Hoy conocido como Iconia, el fallido mega desarrollo ha sido criticado por urbanistas que auguran el mismo fracaso al nuevo proyecto debido a que aunque le cambiaron el nombre, no fueron subsanadas las fallas de origen en el proyecto

Módulos de policía

Abundantes en la Zona Metropolitana, decenas de módulos que permitirían un acercamiento por parte de los cuerpos de seguridad y la ciudadanía, han sido abandonados y algunos de ellos vandalizados.
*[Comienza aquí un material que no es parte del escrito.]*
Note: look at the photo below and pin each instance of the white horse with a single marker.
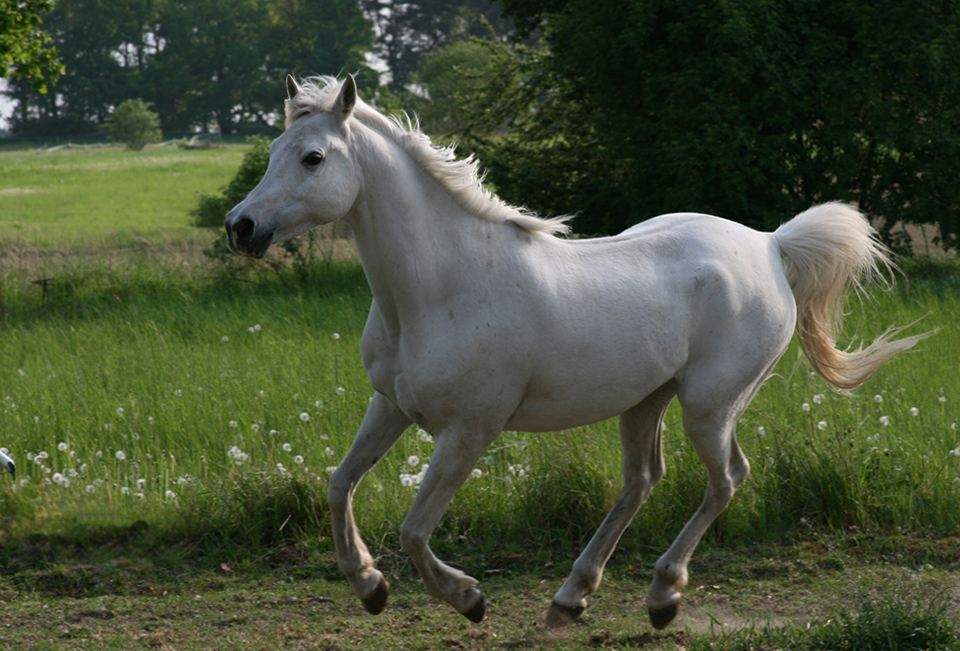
(484, 321)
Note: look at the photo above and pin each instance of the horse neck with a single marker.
(415, 241)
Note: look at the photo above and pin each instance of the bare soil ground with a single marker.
(142, 603)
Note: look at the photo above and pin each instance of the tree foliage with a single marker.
(750, 109)
(134, 124)
(204, 64)
(23, 45)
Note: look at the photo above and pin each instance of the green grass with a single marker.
(106, 196)
(167, 419)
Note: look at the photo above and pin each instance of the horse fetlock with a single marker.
(376, 600)
(475, 605)
(561, 615)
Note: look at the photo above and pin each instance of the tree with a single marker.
(754, 109)
(134, 124)
(23, 45)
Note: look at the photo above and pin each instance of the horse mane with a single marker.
(461, 178)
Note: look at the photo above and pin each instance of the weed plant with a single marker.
(216, 409)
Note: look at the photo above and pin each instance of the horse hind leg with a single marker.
(641, 430)
(715, 441)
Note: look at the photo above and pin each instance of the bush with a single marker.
(134, 124)
(212, 209)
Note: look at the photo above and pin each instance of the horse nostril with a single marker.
(243, 227)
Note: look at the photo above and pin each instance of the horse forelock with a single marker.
(462, 178)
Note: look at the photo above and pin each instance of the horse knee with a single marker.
(338, 493)
(412, 541)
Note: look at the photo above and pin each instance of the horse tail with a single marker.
(827, 251)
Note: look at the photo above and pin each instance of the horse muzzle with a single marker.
(244, 236)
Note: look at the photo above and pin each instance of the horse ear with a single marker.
(293, 88)
(347, 98)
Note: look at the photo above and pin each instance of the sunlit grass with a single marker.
(145, 392)
(106, 196)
Centro de salud Lomas de Tejeda, Tlajomulco

Inaugurado en 2010, el inmueble permanece sin abrir sus puertas a la población que reclama servicios de salud

Parque Mirador Dr. Atl

Administrado por la dirección de Parques y Jardines del municipio de Zapopan, el parque se encuentra en condiciones deplorables y las actividades realizadas en este lugar son cada vez menos por lo que actualmente apenas logra una afluencia de mil visitantes al mes 

Centro Supera

25 millones de pesos que fueron invertidos en la administración del ex gobernador panista Emilio González para la capacitación de trabajadores fueron tirados a la basura, o para ser más precisos, abandonados en un predio de la ribera de Cajititlán, donde hace un par de semanas personal del DIF Jalisco realizó la mudanza del mobiliario y posteriormente cerró sus puertas.